Industries Qatar Q.S.C.
- Company type: Public
- Traded as: QE: IQCD
- Industry: Petrochemicals; Fertilisers; Steel;
- Founded: 3 August 2003; 22 years ago
- Headquarters: Al Dafna, Doha, Qatar
- Key people: Saad Sherida al-Kaabi (chairman & Managing Director);
- Revenue: QR05,970 million (2014)
- Net income: QR06,342 million (2014)
- Total assets: QR36,556 million (2014)
- Total equity: QR33,585 million (2014)
- Parent: QatarEnergy (51%);
- Subsidiaries: Qatar Steel Q.S.C.; Qatar Petrochemical Company Limited Q.S.C. (80%); Qatar Fuel Additives Company Limited Q.S.C. (50%); Qatar Fertiliser Company S.A.Q. (75%);
- Website: www.iq.com.qa

= Industries Qatar =

Qatari conglomerate

Industries Qatar Q.S.C. (صناعات قطر; IQ) is a Qatari conglomerate with subsidiaries and investments in the petrochemicals, fertilisers and steel industries. IQ is a 51% subsidiary of QatarEnergy. Its shares are traded on the Qatar Exchange and is one of the largest publicly traded companies in Qatar by market capitalisation.

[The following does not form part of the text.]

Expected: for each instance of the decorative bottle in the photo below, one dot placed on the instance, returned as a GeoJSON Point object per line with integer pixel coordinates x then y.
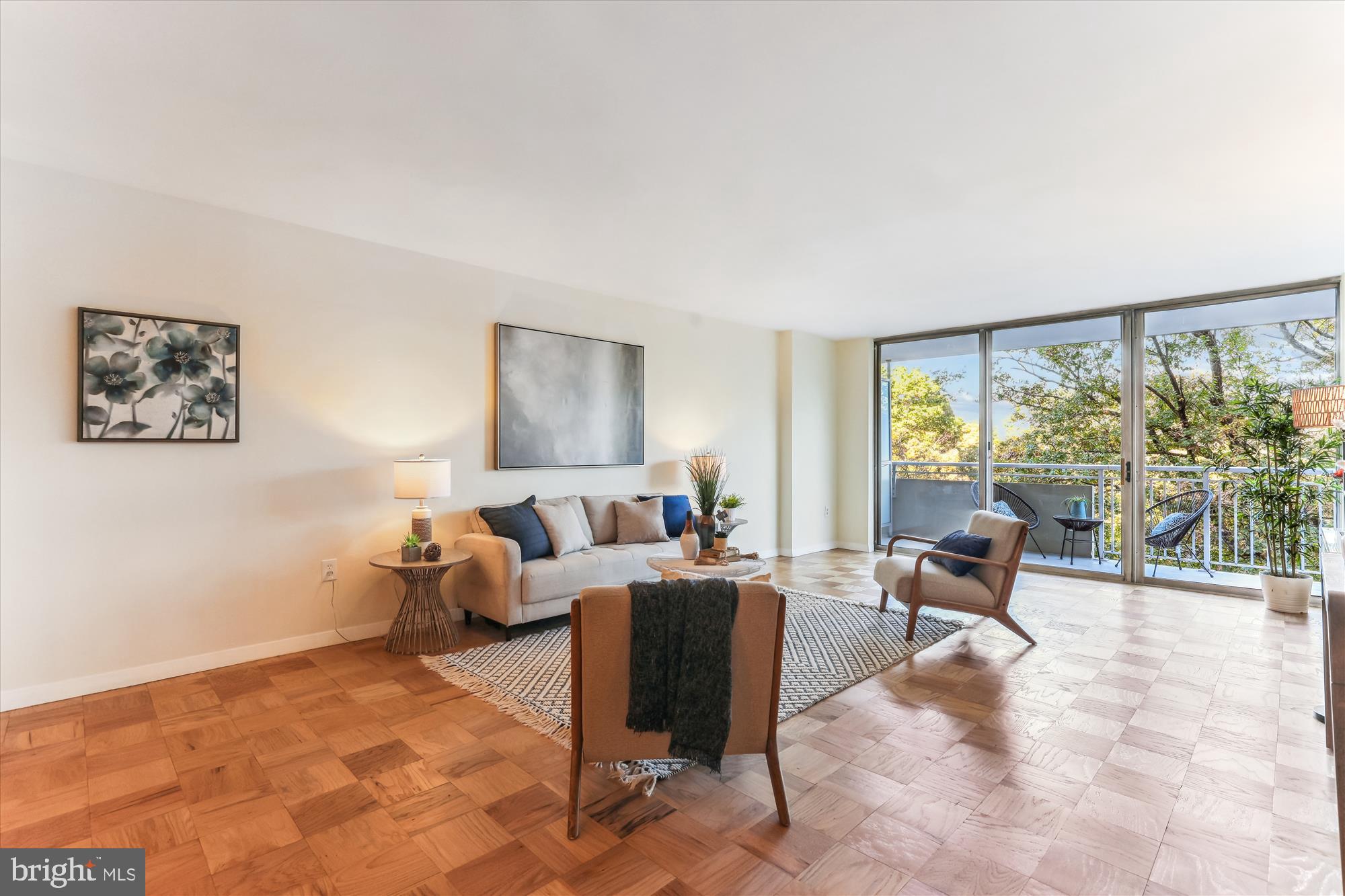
{"type": "Point", "coordinates": [689, 541]}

The company's principal investments are Qatar Petrochemical Company (QAPCO) (an 80:20 joint venture with TotalEnergies), Qatar Fuel Additives Company (QAFAC) (50% owned, with the remaining shares held by OPIC, International Octane and Taiwan-based LCY Group), Qatar Fertiliser Company (QAFCO) (a 75:25 joint venture with Yara), and Qatar Steel.

== History ==
QAFCO was established in 1969 as a joint venture between the government of Qatar, Norsk Hydro, Davy Power and Hambros Bank to produce ammonia and urea in Qatar. QAPCO and QAFAC were founded in 1974 and 1991 respectively. By 2003, these three companies were held by Qatar Petroleum (QP) while Qatar Steel remained directly owned by the state. In that year, Qatar Steel was transferred to QP. QP subsequently transferred Qatar Steel, along with QAFCO, QAPCO and QAFAC into Industries Qatar, which was then listed on the Qatar Exchange.

Industries Qatar was ranked 37th on Forbes Middle East's Top 100 Listed Companies 2025 list.